PTSD in Older Adults and the Challenges of Treatment
It's estimated that post-traumatic stress disorder (PTSD) will affect 8 million Americans this year, and 4 in 100 men and 10 in 100 women will be diagnosed with PTSD at some point in their lives.
This disorder has long been associated with shame, which keeps many people, especially older generations, from seeking necessary treatment. This trepidation can lead to secondary health issues and may instigate premature aging.
Although there's strong evidence to indicate PTSD has always been a diagnosis for survivors of war, it has only recently been recognized as a condition in its own category.
In America, trauma-related conditions were noted during the Civil War, and they were given the term "shell shock" during WWI because the condition was thought to be the result of being too close to the explosions of shells from artillery. It wasn't until WWII that the then-current term "battle fatigue" changed to Combat Stress Reaction (CSR).
In 1952, the American Psychiatric Association (APA) published the first Diagnostic and Statistical Manual of Mental Disorders (DSM-I), allowing the issue to earn recognition as "gross stress reaction." In 1980, the term PTSD came about after findings in the APA's DSM-III based on research of veterans from the Vietnam War, Holocaust survivors and sexual abuse sufferers.
The publication of DSM-5 in 2013 changed the classification of PTSD from an anxiety disorder to a condition in its own category that involved much more complex issues, aside from feelings of anxiousness.
Psychotherapies that work
Trauma-focused psychotherapies have proven to be the most effective treatment for post-traumatic stress disorder; the treatment is based on the memories of the original traumatic event. Here are some psychotherapies used today:
- Cognitive Processing Therapy (CPT). You reframe negative thoughts by talking about the trauma and completing short writing assignments about the original event.
- Eye Movement Desensitization and Reprocessing (EMDR). You recall the original trauma while your attention is focused on a back-and-forth movement such as a light source moving from side to side or a sound such as a tone.
- Internal Family Systems (IFS). This approach identifies and addresses relatively discrete subpersonalities or families within each person to heal emotional wounding at its core.
- Prolonged Exposure (PE). You face negative feelings by talking about the trauma and starting to do things you’ve avoided since the traumatic event.
- Brief Eclectic Psychotherapy (BEP). While using relaxation therapies, you recall memories of the original trauma, reframe those memories, write a letter to the event and hold a farewell ceremony so it’s relegated to the past.

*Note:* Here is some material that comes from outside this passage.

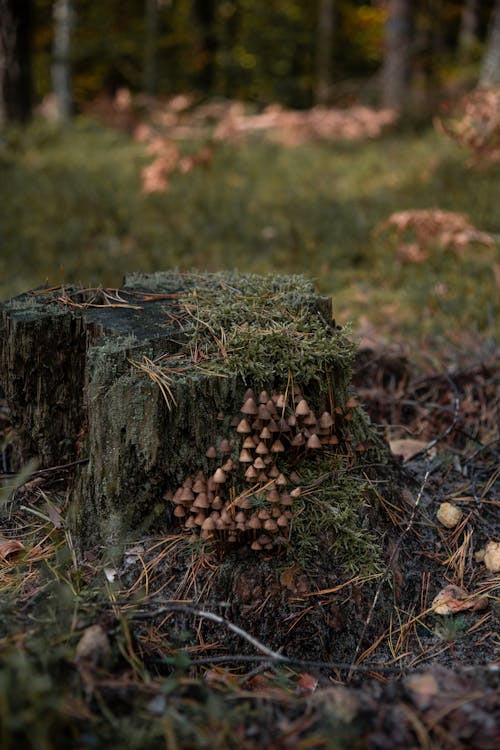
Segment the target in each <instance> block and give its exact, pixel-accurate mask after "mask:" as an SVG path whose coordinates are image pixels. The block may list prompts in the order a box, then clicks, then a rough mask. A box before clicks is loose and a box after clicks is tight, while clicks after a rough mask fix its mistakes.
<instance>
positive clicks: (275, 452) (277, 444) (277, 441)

- Narrative Exposure Therapy (NET). For anyone whose trauma relates to war or organized violence, the traumatic events are discussed in order so they can be processed as a coherent narrative structure, similar to a testimony.
- Written Narrative Exposure. Writing about the original traumatic event gives a new perspective on your reactions and feelings.
- Specific Cognitive Behavioral Therapies (CBTs) for PTSD. These therapies challenge and change unhelpful behaviors and unwelcome thoughts, improve the regulation of your emotions and help develop coping skills targeting specific problems.
Challenges to treatment
The biggest challenge to treating older adults is their resistance to psychotherapies because of a generational stigma, particularly among men, which prevents them from talking about or displaying any emotions that might make them "seem weak."
Past treatments of PTSD often embraced this generational attitude, which meant men were not encouraged to properly process their trauma. Due to this, older adults are often quite skilled at hiding their symptoms from friends and family, which makes diagnosing the disorder more difficult.
To make matters worse, older adults who retire may lose access to their usual coping strategies, such as using work and career as a distraction. Lifestyle changes, such as retirement, can create stress, which in turn can result in post-traumatic stress intensifying. Many older adults of retirement age are already at an increased risk of hypertension and cardiovascular disease, and may not be in the best shape to deal with the reemergence of PTSD symptoms.
Unique obstacles for older adults
The biggest obstacle for older adults agreeing to treatment is in convincing them that the stress and anxiety they are trying to cope with can actually be treated. Many do not trust psychological treatment because in their youth it was not as reputable as it is today.
Unfortunately, even if older adults begin psychological treatment, there are other physical hurdles that can slow their progress.
Ongoing research is making a connection between untreated PTSD and early aging. It’s not quite clear how these two issues are connected, but early results indicate adults who fail to treat their post-traumatic stress may experience dementia and other cognitive impairments at a younger age than adults without PTSD, and they may be more susceptible to stress-induced weight gain, gastric ulcers and type 2 diabetes. More research is needed.
No matter how long you or a loved one may have kept post-traumatic stress hidden, it’s never too late to get treatment. A licensed professional can help you take control of the mental, emotional and physical symptoms of PTSD.